Застыв на границе, которую, чувствовалось, не нужно было переходить, я посмотрел на девчонок. Обе плакали. Обнимали Зверя за шею, прижимались к нему, а он тихо скулил. От того грозного и величественного существа, что предстал перед нами прошлой ночью, ничего не осталось.
– Он умирает. – я не заметил, как подошел Таракан. – Бабуля пришел попрощаться…
– Зверь. – поправил я.
– Нет. Бабуля. Он совладал со Зверем. Загнал его вглубь сознания.
– Откуда вы знаете?
– Чтобы жить, Зверь должен кормиться. Должен убивать. Бабуля не приемлет убийство. Ни в каком виде. Скорее всего, это его последняя ночь.

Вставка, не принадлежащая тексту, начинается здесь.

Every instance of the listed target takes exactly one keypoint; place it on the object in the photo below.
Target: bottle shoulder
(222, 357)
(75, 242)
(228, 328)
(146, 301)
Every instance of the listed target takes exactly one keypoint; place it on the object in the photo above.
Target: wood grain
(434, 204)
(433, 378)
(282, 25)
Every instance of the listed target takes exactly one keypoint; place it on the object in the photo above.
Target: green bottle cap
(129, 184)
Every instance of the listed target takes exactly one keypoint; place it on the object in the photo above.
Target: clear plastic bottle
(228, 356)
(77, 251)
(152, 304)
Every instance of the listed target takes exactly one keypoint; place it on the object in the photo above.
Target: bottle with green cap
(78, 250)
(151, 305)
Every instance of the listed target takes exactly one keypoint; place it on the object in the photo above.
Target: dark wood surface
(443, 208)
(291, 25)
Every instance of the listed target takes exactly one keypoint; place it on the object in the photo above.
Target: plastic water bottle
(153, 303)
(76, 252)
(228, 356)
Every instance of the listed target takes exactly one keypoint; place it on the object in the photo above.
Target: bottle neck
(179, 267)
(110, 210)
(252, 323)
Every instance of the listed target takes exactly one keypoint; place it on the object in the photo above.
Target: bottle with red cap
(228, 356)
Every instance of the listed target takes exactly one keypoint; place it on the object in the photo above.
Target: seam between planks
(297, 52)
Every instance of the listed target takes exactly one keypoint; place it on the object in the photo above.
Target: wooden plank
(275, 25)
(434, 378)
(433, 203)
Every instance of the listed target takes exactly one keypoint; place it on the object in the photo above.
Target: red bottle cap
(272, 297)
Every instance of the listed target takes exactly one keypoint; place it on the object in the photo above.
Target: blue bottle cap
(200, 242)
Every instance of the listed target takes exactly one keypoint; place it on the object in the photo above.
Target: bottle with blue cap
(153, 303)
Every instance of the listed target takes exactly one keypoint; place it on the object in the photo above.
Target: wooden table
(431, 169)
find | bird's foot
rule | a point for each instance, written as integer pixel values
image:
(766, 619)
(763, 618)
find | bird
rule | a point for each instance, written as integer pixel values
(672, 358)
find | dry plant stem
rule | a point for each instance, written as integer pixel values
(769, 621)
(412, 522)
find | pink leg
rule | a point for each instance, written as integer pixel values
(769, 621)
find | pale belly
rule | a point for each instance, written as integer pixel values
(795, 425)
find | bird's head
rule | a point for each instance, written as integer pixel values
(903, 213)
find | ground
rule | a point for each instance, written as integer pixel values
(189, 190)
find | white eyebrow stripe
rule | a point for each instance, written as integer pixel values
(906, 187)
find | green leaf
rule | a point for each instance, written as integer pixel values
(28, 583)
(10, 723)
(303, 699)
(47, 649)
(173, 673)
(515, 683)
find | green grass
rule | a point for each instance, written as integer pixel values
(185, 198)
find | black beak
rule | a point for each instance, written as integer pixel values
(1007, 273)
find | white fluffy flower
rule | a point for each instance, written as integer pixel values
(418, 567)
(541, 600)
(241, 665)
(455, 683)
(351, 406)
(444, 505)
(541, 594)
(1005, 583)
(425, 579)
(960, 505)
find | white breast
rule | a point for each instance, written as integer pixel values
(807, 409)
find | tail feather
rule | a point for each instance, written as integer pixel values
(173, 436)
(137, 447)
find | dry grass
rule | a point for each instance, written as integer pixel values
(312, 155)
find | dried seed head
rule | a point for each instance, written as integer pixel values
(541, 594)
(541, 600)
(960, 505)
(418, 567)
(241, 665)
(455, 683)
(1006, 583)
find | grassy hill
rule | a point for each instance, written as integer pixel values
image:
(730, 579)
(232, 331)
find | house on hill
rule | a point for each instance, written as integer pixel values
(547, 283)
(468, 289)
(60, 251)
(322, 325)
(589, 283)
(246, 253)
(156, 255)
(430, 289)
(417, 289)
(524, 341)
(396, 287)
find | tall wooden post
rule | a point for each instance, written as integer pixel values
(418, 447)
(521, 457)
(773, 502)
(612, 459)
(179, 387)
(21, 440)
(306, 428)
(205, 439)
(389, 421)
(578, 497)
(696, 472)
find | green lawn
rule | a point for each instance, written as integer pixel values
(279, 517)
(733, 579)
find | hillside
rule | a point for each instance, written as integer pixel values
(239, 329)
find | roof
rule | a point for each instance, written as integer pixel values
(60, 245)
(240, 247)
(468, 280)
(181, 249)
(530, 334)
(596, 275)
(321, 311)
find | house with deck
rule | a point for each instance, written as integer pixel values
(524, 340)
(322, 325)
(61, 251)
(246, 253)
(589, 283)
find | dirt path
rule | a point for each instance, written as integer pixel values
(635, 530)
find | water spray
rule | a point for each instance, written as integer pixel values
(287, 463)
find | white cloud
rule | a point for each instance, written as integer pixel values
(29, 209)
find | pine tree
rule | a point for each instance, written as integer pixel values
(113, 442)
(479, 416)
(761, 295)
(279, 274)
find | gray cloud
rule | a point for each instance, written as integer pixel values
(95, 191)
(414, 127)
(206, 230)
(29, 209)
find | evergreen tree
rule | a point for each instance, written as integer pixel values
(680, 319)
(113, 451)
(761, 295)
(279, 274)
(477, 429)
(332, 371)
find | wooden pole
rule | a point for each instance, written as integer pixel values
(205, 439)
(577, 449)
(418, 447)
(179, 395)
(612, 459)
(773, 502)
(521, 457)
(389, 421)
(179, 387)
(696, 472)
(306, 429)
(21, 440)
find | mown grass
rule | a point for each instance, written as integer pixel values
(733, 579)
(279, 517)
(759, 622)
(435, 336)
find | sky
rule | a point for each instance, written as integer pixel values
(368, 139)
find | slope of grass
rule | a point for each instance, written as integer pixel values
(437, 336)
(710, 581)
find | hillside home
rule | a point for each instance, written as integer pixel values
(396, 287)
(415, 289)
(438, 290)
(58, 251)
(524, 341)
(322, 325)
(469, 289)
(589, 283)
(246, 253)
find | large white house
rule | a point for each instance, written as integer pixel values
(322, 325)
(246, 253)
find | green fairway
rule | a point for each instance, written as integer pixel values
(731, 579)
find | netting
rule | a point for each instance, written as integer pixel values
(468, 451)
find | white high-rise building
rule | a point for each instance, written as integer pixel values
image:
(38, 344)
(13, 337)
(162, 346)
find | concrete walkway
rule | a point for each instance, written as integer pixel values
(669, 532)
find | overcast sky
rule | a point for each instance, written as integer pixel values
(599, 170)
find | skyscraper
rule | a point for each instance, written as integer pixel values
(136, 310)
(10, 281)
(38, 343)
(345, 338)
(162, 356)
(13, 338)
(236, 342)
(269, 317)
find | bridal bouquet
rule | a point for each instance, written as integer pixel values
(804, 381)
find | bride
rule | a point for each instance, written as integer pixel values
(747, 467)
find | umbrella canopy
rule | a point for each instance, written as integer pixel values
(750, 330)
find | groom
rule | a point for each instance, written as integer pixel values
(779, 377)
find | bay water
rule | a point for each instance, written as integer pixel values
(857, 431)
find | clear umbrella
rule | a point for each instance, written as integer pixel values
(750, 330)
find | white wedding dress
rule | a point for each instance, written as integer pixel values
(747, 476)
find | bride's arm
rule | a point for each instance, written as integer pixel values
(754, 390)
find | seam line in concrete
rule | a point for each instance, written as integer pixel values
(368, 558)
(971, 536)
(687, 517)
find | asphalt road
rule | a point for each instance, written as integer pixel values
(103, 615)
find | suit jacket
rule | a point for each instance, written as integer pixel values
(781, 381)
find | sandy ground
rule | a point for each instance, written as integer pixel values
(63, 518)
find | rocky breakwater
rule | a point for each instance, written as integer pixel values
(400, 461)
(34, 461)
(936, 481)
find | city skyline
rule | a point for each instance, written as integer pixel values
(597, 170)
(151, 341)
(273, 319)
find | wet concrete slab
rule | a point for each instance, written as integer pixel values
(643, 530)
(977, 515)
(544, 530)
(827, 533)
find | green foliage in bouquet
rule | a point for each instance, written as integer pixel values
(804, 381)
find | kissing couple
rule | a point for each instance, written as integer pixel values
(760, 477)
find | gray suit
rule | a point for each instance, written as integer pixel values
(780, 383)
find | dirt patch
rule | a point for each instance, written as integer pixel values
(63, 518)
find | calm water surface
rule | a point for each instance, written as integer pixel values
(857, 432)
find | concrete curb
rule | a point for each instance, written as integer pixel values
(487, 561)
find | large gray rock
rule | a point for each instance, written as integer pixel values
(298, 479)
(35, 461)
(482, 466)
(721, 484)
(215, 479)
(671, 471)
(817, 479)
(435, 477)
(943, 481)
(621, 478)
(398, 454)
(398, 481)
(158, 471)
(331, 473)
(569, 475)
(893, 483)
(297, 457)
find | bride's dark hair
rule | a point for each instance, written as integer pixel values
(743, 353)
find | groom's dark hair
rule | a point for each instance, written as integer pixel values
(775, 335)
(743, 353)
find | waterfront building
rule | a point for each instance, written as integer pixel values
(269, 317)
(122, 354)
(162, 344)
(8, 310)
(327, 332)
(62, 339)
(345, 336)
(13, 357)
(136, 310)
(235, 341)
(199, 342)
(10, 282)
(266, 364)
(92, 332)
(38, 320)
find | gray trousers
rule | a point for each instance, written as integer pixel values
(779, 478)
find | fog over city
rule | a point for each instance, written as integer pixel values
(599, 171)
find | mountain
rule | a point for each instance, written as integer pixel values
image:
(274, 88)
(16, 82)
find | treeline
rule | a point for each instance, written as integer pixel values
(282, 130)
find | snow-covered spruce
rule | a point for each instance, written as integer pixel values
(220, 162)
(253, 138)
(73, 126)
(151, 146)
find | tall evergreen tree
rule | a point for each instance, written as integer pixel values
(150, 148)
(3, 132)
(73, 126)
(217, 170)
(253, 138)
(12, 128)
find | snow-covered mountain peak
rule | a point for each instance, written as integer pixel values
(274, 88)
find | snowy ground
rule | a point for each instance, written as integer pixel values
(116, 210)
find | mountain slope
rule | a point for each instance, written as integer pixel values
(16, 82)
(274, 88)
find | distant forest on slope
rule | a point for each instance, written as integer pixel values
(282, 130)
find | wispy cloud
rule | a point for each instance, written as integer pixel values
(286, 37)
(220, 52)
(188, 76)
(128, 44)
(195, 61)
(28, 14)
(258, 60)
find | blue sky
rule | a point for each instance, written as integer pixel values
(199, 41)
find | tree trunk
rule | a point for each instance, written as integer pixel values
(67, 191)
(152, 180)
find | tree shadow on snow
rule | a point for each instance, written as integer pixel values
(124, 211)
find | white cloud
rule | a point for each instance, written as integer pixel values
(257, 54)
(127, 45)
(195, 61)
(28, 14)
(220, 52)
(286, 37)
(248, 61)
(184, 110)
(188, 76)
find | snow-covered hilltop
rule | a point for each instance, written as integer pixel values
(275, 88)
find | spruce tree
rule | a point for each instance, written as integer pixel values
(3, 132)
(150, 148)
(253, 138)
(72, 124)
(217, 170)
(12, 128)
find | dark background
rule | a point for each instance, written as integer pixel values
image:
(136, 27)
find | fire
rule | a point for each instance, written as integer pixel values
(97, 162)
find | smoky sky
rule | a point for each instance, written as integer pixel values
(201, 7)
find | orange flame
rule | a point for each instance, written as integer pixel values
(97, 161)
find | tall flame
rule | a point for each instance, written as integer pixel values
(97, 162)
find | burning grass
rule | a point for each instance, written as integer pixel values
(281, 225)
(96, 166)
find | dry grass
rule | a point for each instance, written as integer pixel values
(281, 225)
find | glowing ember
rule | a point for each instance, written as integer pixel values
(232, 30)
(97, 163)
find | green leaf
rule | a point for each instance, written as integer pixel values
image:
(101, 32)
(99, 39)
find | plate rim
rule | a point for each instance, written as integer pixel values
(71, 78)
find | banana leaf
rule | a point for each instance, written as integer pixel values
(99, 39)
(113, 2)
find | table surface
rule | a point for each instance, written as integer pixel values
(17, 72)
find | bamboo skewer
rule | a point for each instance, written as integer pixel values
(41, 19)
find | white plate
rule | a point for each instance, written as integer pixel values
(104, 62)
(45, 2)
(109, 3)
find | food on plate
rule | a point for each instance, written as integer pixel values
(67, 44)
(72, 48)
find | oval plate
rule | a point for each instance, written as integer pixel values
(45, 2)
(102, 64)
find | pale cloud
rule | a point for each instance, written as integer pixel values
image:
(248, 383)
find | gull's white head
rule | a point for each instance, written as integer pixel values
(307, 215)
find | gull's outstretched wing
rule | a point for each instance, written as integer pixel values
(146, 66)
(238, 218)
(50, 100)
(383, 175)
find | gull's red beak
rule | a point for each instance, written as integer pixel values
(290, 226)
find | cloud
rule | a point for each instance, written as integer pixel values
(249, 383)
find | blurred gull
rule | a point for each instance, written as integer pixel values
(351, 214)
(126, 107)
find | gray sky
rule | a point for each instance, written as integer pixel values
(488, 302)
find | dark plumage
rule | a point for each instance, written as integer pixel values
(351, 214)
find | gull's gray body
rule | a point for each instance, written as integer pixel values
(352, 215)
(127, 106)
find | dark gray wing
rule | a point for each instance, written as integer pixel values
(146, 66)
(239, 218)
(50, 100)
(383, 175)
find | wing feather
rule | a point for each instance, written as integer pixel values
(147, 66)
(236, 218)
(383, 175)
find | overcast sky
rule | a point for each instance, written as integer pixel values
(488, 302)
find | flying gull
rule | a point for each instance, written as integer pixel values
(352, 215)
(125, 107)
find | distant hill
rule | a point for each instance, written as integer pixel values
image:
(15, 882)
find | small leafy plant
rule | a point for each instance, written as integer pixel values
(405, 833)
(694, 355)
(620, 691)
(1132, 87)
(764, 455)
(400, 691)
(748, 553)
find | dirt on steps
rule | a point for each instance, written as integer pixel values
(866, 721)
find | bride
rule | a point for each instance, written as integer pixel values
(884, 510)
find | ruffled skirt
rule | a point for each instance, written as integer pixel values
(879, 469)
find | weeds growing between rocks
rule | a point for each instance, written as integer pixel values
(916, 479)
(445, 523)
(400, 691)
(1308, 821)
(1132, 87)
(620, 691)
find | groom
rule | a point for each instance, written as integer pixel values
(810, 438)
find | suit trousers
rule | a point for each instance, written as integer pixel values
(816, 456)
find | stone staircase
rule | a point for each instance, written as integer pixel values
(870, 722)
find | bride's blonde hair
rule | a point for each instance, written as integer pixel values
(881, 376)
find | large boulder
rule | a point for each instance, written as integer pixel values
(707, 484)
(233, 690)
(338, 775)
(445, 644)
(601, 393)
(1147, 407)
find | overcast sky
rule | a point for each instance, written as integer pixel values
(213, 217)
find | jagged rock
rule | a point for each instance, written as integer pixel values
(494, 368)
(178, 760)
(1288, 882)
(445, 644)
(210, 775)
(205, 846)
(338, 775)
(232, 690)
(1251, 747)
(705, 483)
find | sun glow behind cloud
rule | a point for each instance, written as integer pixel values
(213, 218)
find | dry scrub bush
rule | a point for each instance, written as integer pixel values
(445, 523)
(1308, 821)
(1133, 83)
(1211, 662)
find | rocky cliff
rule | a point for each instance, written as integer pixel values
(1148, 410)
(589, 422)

Теперь он станет призраком и забудет наш мир… – Таракан вздохнул. – Жалко, что твой наставник не пришел.
Я, больше не слушая, лихорадочно вспоминал всё, чему учил Лумумба. О том, как вызывать обратно ушедших за Завесу, и, самое главное, как их удерживать и не дать забыть, кто они такие…
– Дайте мне нож. – приказал я Таракану. – И скажите его истинное имя.
– Что?
– Как его зовут и нож, иначе будет поздно!
Крепко взявшись за рукоять, я всадил лезвие себе в запястье и повел его вверх, к локтю. На штаны, на ботинки, на землю, хлынула кровь. Борясь с головокружением, я шагнул в Навь и протянул руку Зверю.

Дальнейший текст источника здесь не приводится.